Gracias al GI Bill of Rights, millones de personas que hubiesen intentado ingresar al mercado de trabajo luego de la guerra, sin capital humano para ello, optaron por reeducarse. En el mediano plazo, el programa, lejos de representar un costo para el gobierno americano, le produjo importantes beneficios. Por cada dólar invertido en la educación de los veteranos, recaudó varios dólares en concepto de impuestos, dado que percibían ingresos claramente superiores a los que hubiesen obtenido de no haber llevado a cabo los estudios y, por ende, pagaban muchos más impuestos.

Hemos perdido décadas, millones de argentinos beneficiarios de planes sociales no cuentan hoy con capital humano.
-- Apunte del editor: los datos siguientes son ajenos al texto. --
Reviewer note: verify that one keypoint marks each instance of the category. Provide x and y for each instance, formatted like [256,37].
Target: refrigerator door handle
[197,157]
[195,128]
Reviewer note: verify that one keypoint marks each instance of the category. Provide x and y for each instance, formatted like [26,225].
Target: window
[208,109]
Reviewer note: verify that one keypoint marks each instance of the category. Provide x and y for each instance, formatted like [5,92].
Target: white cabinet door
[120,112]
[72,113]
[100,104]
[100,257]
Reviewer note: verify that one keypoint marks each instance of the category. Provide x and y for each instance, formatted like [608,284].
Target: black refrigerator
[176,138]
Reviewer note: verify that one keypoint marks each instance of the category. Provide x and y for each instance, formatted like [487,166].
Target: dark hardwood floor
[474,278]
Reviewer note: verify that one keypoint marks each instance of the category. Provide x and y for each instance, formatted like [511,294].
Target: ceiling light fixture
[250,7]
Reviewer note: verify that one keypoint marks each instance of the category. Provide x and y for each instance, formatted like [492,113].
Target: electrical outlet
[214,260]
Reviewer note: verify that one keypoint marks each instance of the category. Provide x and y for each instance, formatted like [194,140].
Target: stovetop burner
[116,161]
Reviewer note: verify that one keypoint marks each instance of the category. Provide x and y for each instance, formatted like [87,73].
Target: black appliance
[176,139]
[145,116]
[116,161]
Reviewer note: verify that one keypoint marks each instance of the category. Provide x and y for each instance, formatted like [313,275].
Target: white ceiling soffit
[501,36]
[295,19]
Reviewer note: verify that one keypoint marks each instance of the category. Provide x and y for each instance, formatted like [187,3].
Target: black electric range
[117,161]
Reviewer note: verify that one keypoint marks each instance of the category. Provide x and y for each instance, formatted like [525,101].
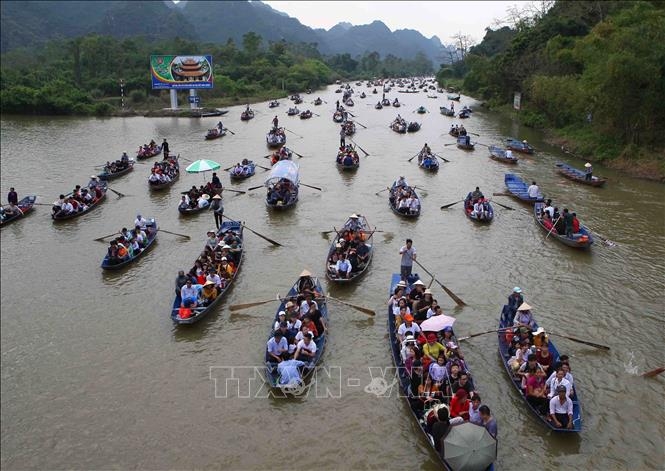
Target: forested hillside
[82,75]
[591,70]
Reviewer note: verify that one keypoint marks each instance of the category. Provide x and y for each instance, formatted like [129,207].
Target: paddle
[101,239]
[254,232]
[442,158]
[504,206]
[553,227]
[310,186]
[448,292]
[293,133]
[597,345]
[116,192]
[451,204]
[483,333]
[173,233]
[652,373]
[354,306]
[238,307]
[364,151]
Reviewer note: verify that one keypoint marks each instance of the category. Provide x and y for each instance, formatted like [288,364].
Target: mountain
[34,22]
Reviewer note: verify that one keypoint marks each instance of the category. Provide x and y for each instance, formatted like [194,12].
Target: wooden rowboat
[360,224]
[25,205]
[519,189]
[505,322]
[578,175]
[498,154]
[581,240]
[272,374]
[200,312]
[468,210]
[420,414]
[151,233]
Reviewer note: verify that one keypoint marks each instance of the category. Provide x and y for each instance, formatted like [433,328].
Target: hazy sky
[442,19]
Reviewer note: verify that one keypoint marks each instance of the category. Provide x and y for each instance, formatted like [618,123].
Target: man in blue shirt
[289,374]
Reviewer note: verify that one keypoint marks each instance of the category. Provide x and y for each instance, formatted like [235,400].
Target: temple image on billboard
[190,70]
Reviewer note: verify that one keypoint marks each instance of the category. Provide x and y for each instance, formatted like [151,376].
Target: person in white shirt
[414,205]
[558,379]
[561,409]
[306,349]
[533,190]
[474,410]
[343,267]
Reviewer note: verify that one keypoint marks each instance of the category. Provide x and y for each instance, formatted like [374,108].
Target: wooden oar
[173,233]
[364,151]
[451,204]
[597,345]
[293,133]
[484,333]
[116,192]
[101,239]
[238,307]
[553,227]
[652,373]
[354,306]
[504,206]
[310,186]
[448,292]
[254,232]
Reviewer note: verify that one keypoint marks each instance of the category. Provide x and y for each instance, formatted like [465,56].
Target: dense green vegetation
[82,75]
[591,70]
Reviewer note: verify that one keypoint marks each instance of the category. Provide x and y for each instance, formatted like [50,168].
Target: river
[95,375]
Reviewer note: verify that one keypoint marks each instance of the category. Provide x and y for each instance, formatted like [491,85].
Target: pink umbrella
[437,323]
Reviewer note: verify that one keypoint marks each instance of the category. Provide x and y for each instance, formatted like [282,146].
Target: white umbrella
[437,323]
[203,165]
[469,447]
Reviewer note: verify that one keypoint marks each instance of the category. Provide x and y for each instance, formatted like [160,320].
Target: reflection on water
[94,373]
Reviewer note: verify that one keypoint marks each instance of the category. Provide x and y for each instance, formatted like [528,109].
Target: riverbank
[584,143]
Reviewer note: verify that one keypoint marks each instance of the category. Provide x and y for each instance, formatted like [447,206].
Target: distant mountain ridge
[34,22]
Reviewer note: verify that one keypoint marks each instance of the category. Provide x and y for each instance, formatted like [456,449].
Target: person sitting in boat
[524,317]
[277,348]
[306,348]
[343,267]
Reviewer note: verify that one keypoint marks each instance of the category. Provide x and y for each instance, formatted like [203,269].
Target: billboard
[181,72]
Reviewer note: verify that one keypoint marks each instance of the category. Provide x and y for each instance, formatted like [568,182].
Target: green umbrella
[469,446]
[203,165]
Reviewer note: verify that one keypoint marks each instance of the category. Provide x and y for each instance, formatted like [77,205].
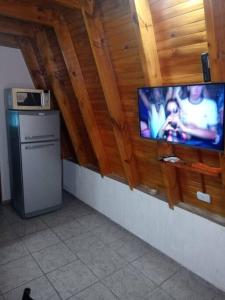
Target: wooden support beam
[77,80]
[63,102]
[8,41]
[32,63]
[142,19]
[40,82]
[215,27]
[86,5]
[8,25]
[112,96]
[26,12]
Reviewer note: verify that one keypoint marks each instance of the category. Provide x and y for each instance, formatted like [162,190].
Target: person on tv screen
[155,106]
[199,115]
[170,131]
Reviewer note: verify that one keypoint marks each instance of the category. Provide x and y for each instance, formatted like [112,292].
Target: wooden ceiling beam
[63,102]
[40,82]
[31,61]
[86,5]
[112,96]
[142,20]
[10,26]
[77,80]
[214,17]
[8,41]
[27,12]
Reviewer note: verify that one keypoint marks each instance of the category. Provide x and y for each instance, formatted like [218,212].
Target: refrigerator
[35,161]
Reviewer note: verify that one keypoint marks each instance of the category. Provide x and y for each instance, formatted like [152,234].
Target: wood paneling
[180,37]
[112,96]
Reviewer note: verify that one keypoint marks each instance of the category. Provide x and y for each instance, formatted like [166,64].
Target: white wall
[195,242]
[13,73]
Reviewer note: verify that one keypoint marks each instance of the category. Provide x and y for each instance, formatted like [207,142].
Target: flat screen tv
[186,114]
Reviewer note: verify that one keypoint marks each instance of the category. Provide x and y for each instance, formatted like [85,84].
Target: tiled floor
[77,253]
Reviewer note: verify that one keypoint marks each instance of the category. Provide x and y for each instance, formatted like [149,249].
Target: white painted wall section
[13,73]
[195,242]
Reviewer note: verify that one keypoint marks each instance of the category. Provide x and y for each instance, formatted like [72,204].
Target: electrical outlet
[204,197]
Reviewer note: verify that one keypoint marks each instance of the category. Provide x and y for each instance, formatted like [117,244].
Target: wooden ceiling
[93,55]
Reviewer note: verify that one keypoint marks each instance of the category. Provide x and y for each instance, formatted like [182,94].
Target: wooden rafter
[63,102]
[112,96]
[27,12]
[75,73]
[8,41]
[40,81]
[142,19]
[11,26]
[214,17]
[49,17]
[215,26]
[31,61]
[86,5]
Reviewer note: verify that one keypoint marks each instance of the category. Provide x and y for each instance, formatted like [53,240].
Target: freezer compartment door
[39,126]
[42,176]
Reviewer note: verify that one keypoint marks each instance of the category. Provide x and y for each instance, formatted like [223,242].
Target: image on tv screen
[190,114]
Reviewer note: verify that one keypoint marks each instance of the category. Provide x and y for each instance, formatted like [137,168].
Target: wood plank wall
[181,38]
[92,81]
[62,75]
[180,33]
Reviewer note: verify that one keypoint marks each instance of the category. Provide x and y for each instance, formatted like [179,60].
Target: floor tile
[25,227]
[159,294]
[102,261]
[54,257]
[156,266]
[41,289]
[186,285]
[40,240]
[17,273]
[110,233]
[130,248]
[11,215]
[220,296]
[58,217]
[71,279]
[80,211]
[95,292]
[6,234]
[84,242]
[12,251]
[69,230]
[94,220]
[130,284]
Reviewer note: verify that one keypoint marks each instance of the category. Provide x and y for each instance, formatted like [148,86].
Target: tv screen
[185,114]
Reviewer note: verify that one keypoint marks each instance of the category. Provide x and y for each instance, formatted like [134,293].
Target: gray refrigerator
[35,162]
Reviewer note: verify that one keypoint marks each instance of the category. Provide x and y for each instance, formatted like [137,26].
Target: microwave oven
[27,99]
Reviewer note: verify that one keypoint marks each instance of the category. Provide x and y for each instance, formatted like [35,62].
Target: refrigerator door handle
[33,137]
[45,145]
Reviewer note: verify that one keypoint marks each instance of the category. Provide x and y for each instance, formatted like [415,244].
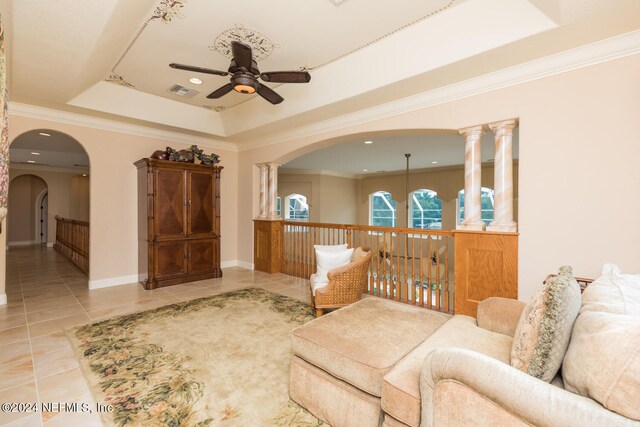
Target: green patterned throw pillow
[544,329]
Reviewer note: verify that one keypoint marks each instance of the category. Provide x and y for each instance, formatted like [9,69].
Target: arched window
[426,210]
[382,209]
[486,203]
[296,208]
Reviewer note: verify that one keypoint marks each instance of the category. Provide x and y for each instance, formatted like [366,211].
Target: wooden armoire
[178,222]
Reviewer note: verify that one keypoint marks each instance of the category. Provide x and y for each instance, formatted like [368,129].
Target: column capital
[503,125]
[472,131]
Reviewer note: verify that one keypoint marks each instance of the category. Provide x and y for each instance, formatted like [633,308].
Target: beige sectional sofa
[379,362]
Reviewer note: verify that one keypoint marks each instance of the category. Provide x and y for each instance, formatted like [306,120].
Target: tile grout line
[33,364]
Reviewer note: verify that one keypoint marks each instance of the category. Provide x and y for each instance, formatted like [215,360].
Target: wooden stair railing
[449,271]
[72,241]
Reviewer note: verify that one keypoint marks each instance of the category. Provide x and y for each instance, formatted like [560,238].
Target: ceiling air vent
[183,91]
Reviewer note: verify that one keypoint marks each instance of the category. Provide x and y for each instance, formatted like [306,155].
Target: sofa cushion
[603,359]
[401,387]
[544,329]
[360,343]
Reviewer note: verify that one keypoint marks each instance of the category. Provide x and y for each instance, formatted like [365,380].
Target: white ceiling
[109,59]
[387,154]
[48,148]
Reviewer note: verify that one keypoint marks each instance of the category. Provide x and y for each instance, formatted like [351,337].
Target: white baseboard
[244,264]
[113,281]
[236,263]
[22,243]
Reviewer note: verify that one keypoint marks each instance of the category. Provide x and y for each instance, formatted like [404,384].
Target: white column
[264,189]
[503,178]
[472,176]
[273,191]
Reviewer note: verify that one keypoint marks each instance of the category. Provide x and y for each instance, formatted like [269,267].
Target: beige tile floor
[46,294]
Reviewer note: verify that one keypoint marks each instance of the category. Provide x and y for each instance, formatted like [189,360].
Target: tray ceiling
[110,58]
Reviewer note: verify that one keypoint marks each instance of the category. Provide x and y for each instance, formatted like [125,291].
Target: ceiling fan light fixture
[244,83]
[244,88]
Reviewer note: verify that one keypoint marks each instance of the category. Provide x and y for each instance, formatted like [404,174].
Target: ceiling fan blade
[198,69]
[220,91]
[241,55]
[268,94]
[286,76]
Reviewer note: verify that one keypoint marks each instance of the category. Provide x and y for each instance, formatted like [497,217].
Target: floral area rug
[215,361]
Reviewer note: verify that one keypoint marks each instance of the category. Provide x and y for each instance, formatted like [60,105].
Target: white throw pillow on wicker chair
[328,260]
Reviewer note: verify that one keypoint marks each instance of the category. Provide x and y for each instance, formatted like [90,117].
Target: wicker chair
[346,284]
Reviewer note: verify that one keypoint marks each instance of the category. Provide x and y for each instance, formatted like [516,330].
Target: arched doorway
[27,194]
[42,222]
[60,166]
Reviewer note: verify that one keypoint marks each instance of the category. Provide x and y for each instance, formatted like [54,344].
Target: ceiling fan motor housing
[244,83]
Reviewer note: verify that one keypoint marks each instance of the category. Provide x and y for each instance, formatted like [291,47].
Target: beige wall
[113,201]
[331,199]
[24,192]
[578,172]
[79,198]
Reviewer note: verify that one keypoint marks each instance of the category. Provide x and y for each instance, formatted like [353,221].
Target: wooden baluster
[420,275]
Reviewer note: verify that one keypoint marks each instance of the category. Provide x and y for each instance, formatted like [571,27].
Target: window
[297,208]
[486,203]
[382,209]
[426,210]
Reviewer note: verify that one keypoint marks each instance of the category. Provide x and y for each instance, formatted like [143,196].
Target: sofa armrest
[500,315]
[510,392]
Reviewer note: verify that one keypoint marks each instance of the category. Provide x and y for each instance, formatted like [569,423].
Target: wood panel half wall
[486,265]
[267,245]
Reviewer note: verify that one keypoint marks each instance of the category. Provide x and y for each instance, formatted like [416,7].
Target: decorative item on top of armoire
[186,155]
[178,222]
[4,137]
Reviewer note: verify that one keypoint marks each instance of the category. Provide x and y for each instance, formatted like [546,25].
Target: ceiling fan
[245,74]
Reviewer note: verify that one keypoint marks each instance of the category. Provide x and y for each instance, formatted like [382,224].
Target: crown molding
[44,168]
[44,113]
[286,171]
[584,56]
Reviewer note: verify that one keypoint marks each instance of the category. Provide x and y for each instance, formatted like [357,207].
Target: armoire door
[201,204]
[201,255]
[169,206]
[170,259]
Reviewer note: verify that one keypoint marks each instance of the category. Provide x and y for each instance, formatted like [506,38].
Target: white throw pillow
[330,248]
[328,260]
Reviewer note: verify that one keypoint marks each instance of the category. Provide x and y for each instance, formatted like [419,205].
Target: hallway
[46,294]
Exigir a todo beneficiario que retome su educación, como requisito para hacerse acreedor al subsidio, podría cambiar su calidad de vida de una manera impensable.

Como señala el Padre Pedro Opeka, un argentino propuesto varias veces al Premio Nobel de la Paz, por su incansable trabajo con los pobres en Madagascar, uno de los países más subsumidos en la pobreza: El asistencialismo nunca ayudó a poner de pie a un pueblo, más bien lo puso de rodillas y los subyugó a la clase política que se aprovechó de ellos.”

Nadie, en condiciones de trabajar, debería mantener el subsidio de no concurrir a una escuela de adultos técnica o tomar cursos de entrenamiento profesional de un amplio menú de actividades productivas.

De llevarse a cabo esta propuesta, la misma ofrecería una esperanza, en palabras de Milton Friedman, “de defendernos de la perspectiva de una sociedad dividida entre los ricos y pobres, de una sociedad de clases en la que una élite educada mantiene a una clase permanente de desempleados”. Para quien esto escribe, un escenario fiscalmente insostenible y éticamente reprochable.